Window functions in SQL are powerful tools for performing complex calculations across sets of rows that are related to the current row within a query. These functions are used to perform operations that require awareness of the context of the rows in a result set, such as calculating running totals, averages, or rankings.
Basic Concept of SQL Window Functions
Partitioning Data: Window functions allow you to partition your data into groups, similar to a GROUP BY clause, but without collapsing the rows into a single output row per group. This means you can calculate aggregate values (like sums and averages) while still keeping the individual rows of your data.
Ordering and Framing: Within each partition, you can order the rows and define a frame or window (a subset of rows) to perform calculations. This is useful for operations like running totals or moving averages.

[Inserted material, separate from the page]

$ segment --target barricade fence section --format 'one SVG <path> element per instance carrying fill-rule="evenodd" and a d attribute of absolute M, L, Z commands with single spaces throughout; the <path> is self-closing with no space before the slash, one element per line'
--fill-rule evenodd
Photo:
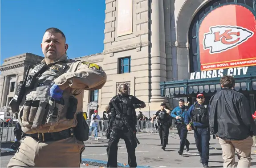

Access to Rows: Window functions can access other rows in the frame without causing a group by effect. This allows calculations across multiple rows while still returning a value for each row in the original dataset.
Examples of Window Functions
Running Total: Calculate a cumulative sum within a partition.
SELECT order_id, amount, SUM(amount) OVER (PARTITION BY seller_id ORDER BY order_date) AS running_total FROM orders;
Ranking: Assign a rank within a partition.
SELECT name, salary, RANK() OVER (ORDER BY salary DESC) AS salary_rank FROM employees;
Moving Average: Calculate a moving average in a set of rows.
SELECT order_id, amount, AVG(amount) OVER (PARTITION BY seller_id ORDER BY order_date ROWS BETWEEN 1 PRECEDING AND 1 FOLLOWING) AS moving_avg FROM orders;
Lead and Lag: Access data from the following or preceding row.
SELECT order_id, amount, LAG(amount, 1) OVER (ORDER BY order_id) AS previous_amount, LEAD(amount, 1) OVER (ORDER BY order_id) AS next_amount FROM orders;
Key Points of Window Functions
Non-Aggregate Calculations: Unlike traditional aggregate functions, window functions do not cause rows to become grouped into a single output row — each row in the result set retains its separate identity.
OVER Clause: The OVER clause defines the window, specifying the partitioning and ordering of rows for the calculation.
Frame Specification: You can further refine the window function by specifying a frame (the subset of rows to be considered in the calculation).